Artık yağmur öncekinden daha hızlıydı. Eve, tüm bedenimizi koruyan zırhımızı açarak ve koşarak gittik. Burada akşam yemeğinden sonra yapacak pek bir şey yok. Hafif bir müzik eşliğinde ya karanlığı dinleyeceksiniz, ya da erkenden uyuyacaksınız. Biz genelde, güne ayak uydurup, erken uyanmayı seçenlerdeniz.

Burada da Bali’de olduğu gibi gün doğduğunda çeşitli meditasyon veya ibadet uygulamaları var. Gün doğumuyla yakın civardan incecik duyulan sesleri bastıran kuş cıvıltıları güne erkenden başlama hissini kamçılıyor.
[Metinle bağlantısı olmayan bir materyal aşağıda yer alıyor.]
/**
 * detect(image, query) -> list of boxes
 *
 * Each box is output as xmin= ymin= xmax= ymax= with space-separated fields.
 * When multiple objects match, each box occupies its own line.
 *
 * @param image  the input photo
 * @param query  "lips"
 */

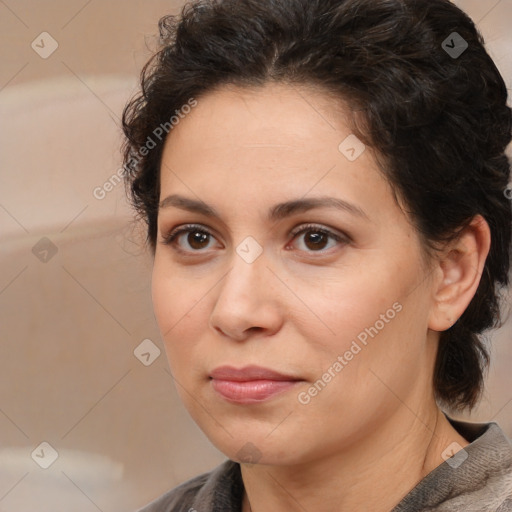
xmin=210 ymin=365 xmax=299 ymax=381
xmin=209 ymin=365 xmax=302 ymax=404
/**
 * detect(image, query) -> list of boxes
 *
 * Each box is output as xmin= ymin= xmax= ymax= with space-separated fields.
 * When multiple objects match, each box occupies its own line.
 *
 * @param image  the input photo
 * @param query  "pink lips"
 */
xmin=209 ymin=365 xmax=301 ymax=404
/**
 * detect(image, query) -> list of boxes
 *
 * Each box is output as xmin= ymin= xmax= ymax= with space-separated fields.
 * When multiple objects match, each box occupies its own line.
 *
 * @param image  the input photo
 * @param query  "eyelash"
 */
xmin=160 ymin=223 xmax=349 ymax=255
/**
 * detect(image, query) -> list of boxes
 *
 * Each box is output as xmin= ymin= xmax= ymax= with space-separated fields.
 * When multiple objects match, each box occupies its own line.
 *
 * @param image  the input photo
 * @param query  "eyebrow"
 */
xmin=159 ymin=194 xmax=369 ymax=222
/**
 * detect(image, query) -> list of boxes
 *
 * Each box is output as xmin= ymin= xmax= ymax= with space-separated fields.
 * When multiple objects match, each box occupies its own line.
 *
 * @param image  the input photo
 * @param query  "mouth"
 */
xmin=209 ymin=365 xmax=303 ymax=404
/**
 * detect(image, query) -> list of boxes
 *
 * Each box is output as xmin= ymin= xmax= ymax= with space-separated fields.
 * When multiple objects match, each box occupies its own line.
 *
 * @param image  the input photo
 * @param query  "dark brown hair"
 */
xmin=122 ymin=0 xmax=512 ymax=411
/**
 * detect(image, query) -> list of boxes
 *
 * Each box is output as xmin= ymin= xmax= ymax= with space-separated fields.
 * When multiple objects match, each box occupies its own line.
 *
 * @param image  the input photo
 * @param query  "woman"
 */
xmin=122 ymin=0 xmax=512 ymax=510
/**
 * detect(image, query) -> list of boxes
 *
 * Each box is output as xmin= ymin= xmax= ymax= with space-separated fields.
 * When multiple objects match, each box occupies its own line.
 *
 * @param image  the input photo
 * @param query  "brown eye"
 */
xmin=161 ymin=224 xmax=219 ymax=252
xmin=289 ymin=224 xmax=349 ymax=253
xmin=187 ymin=231 xmax=211 ymax=250
xmin=303 ymin=231 xmax=329 ymax=251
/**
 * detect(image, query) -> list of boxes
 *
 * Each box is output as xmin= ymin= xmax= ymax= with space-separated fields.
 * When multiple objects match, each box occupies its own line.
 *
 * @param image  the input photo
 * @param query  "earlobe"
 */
xmin=428 ymin=215 xmax=491 ymax=332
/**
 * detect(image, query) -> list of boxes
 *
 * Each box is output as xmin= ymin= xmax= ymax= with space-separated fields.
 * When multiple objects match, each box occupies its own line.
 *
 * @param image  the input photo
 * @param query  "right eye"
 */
xmin=160 ymin=224 xmax=222 ymax=254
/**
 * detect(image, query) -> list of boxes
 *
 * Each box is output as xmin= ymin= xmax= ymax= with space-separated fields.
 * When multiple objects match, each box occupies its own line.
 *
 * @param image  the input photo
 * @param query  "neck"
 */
xmin=240 ymin=405 xmax=468 ymax=512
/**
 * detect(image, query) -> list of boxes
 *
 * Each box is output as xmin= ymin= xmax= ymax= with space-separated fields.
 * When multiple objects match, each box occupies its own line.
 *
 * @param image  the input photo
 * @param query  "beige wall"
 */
xmin=0 ymin=1 xmax=511 ymax=510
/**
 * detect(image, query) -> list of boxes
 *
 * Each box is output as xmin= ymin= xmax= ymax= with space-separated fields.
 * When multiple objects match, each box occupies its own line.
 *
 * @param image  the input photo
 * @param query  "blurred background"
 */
xmin=0 ymin=1 xmax=510 ymax=510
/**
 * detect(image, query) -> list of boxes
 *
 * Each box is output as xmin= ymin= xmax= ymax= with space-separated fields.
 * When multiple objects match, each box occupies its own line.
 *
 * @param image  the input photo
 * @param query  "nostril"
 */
xmin=247 ymin=326 xmax=264 ymax=334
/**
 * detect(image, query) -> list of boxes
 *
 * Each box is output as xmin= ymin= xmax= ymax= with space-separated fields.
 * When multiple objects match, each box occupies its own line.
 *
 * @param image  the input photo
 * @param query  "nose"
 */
xmin=208 ymin=249 xmax=284 ymax=342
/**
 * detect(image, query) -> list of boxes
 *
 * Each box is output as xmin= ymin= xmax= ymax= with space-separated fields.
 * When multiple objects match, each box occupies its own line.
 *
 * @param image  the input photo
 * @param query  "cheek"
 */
xmin=294 ymin=265 xmax=403 ymax=347
xmin=151 ymin=261 xmax=208 ymax=365
xmin=298 ymin=254 xmax=428 ymax=381
xmin=151 ymin=262 xmax=177 ymax=333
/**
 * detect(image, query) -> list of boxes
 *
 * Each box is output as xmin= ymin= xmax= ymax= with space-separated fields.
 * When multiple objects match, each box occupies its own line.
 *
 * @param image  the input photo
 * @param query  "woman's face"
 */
xmin=152 ymin=83 xmax=440 ymax=465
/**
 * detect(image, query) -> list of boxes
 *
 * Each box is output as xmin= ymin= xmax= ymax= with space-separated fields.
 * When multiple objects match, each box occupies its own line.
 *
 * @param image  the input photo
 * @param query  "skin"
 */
xmin=152 ymin=82 xmax=491 ymax=511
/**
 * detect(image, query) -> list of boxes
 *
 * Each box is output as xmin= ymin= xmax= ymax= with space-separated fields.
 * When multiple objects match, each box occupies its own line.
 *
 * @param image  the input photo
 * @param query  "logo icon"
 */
xmin=236 ymin=442 xmax=262 ymax=464
xmin=31 ymin=32 xmax=59 ymax=59
xmin=236 ymin=236 xmax=263 ymax=264
xmin=31 ymin=441 xmax=59 ymax=469
xmin=442 ymin=32 xmax=468 ymax=59
xmin=134 ymin=339 xmax=161 ymax=366
xmin=338 ymin=134 xmax=366 ymax=162
xmin=441 ymin=442 xmax=468 ymax=469
xmin=32 ymin=237 xmax=58 ymax=263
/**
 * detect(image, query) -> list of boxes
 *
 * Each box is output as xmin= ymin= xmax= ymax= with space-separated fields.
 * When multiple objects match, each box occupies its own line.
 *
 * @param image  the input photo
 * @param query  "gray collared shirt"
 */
xmin=136 ymin=418 xmax=512 ymax=511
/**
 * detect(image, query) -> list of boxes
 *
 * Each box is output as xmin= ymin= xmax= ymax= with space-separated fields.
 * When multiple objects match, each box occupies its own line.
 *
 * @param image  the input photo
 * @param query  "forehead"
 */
xmin=165 ymin=83 xmax=349 ymax=150
xmin=158 ymin=83 xmax=404 ymax=225
xmin=161 ymin=83 xmax=375 ymax=180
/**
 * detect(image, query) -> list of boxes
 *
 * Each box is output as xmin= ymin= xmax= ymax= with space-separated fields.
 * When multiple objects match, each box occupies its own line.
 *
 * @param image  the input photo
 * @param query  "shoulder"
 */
xmin=135 ymin=460 xmax=243 ymax=512
xmin=497 ymin=499 xmax=512 ymax=512
xmin=135 ymin=472 xmax=209 ymax=512
xmin=393 ymin=419 xmax=512 ymax=512
xmin=437 ymin=420 xmax=512 ymax=511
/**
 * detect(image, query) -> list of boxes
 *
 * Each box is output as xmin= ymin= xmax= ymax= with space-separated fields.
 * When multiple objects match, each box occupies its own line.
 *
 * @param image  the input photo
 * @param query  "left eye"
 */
xmin=288 ymin=225 xmax=347 ymax=252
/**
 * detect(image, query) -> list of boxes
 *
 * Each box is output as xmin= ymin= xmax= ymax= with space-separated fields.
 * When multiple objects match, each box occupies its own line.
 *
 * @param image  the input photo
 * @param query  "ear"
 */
xmin=428 ymin=215 xmax=491 ymax=331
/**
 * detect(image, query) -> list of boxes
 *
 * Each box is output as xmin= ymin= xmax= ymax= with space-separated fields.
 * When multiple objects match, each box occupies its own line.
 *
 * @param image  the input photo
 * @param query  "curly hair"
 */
xmin=122 ymin=0 xmax=512 ymax=411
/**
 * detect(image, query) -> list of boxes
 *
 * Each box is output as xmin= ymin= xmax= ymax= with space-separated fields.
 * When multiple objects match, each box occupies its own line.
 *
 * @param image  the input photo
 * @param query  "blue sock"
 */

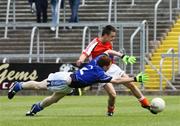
xmin=13 ymin=82 xmax=23 ymax=92
xmin=31 ymin=102 xmax=43 ymax=114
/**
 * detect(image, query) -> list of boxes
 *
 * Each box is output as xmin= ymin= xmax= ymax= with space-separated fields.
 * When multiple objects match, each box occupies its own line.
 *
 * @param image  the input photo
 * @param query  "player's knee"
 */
xmin=34 ymin=85 xmax=41 ymax=90
xmin=109 ymin=92 xmax=116 ymax=99
xmin=34 ymin=83 xmax=46 ymax=90
xmin=125 ymin=82 xmax=136 ymax=89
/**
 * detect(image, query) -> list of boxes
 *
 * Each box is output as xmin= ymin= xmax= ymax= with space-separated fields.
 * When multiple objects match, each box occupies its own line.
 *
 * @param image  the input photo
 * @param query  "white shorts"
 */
xmin=100 ymin=64 xmax=125 ymax=86
xmin=47 ymin=72 xmax=73 ymax=94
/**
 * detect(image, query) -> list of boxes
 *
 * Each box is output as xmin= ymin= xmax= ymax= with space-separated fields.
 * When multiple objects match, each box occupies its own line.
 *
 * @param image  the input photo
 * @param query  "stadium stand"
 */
xmin=145 ymin=18 xmax=180 ymax=90
xmin=0 ymin=0 xmax=180 ymax=91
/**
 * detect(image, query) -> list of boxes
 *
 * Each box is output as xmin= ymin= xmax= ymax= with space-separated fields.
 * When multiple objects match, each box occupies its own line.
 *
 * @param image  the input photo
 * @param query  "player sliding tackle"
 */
xmin=8 ymin=53 xmax=154 ymax=116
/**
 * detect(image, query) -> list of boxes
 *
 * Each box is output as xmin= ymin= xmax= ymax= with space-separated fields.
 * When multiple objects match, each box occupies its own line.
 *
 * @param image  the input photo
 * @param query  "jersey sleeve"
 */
xmin=97 ymin=71 xmax=112 ymax=83
xmin=82 ymin=38 xmax=98 ymax=56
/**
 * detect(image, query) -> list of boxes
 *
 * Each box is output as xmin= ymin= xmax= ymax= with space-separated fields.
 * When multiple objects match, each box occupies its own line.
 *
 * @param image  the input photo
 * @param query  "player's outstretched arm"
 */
xmin=104 ymin=50 xmax=136 ymax=65
xmin=110 ymin=72 xmax=149 ymax=84
xmin=76 ymin=53 xmax=87 ymax=66
xmin=104 ymin=49 xmax=124 ymax=57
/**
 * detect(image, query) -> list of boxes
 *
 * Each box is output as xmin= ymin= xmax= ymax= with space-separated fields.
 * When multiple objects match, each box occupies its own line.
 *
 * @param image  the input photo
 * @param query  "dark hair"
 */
xmin=102 ymin=25 xmax=116 ymax=36
xmin=97 ymin=55 xmax=111 ymax=67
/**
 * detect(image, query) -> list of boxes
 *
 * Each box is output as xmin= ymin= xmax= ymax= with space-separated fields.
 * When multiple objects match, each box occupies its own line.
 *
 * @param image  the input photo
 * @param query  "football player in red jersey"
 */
xmin=76 ymin=25 xmax=152 ymax=116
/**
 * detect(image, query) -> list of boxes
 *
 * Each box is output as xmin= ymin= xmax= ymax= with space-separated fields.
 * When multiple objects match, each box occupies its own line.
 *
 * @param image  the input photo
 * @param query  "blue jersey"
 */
xmin=70 ymin=54 xmax=112 ymax=88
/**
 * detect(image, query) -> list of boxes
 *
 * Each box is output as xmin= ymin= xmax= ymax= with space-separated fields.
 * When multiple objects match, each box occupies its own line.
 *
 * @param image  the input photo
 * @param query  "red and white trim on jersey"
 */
xmin=83 ymin=38 xmax=98 ymax=57
xmin=82 ymin=37 xmax=112 ymax=61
Ama doğa, o gece hiç de sevimli olmayan ve hayatımdaki en büyük tedirginliklerden birini yaşattı bana. Şiddetli yağmur, tepemizde patlayan şimşekler, çarpışan bulutların sesleri, Ali ve beni yatağın orta yerinde buluşturup birbirimize hiç olmadığı kadar sarılmamıza sebep oldu. Etraf öyle karanlık ki, dışarıda kopan kıyametin boyutunu ancak kulağımızda patlayan seslerden anlayabiliyorduk. Hava korkunçtu. Eminim sabah balkonumda rastladığım o sevimli sincap da oldukça korkmuştur. Üzerimizi örten saz çatı uçacak, dakikada 2-3 kere çakan şimşeklerden biri odamıza isabet edecek ve Sri Lanka’nın güneyindeki bu ormanın ortasında öleceğiz. Hamile halimle bu kadar heyecan bana çok!

Öyle ya da böyle bir şekilde uyumayı başardık, belki de kendimizi sıkmaktan yorgun düştük demek daha doğru. Günün ilk ışıklarında kulağıma gelen kuşun cıvıltısı öyle romantikti ki, gece yaşadığım her şeyin kötü bir kabus olduğunu düşündürdü.

Uyanıp, etrafıma baktım. Cibinliğin hemen arkasında bir yerde saklanmış olmalıydı. Belki de o da geceden korkmuştu. Yatağın tepesindeki pervanelerin kanatlarında da değildi. İnce saz duvarlar içeriye ışık ve temiz hava üflerken, bir aşağı bir yukarı zıplayan minik ama güzel sesli kuşun siluetini gördüm. Sürgüyü açtığımda dışarıda hayat her zamanki gibiydi. Her şey yerli yerinde. Güneş, palmiyelerin yapraklarına şekilli gölgeler oluşturup, yeryüzünü ısıtmış, tonlarca yağan yağmur sularını kurutmuştu. Gece yaşanan her korku dolu an, büyük bir heyecan olarak eskide kalmıştı bile.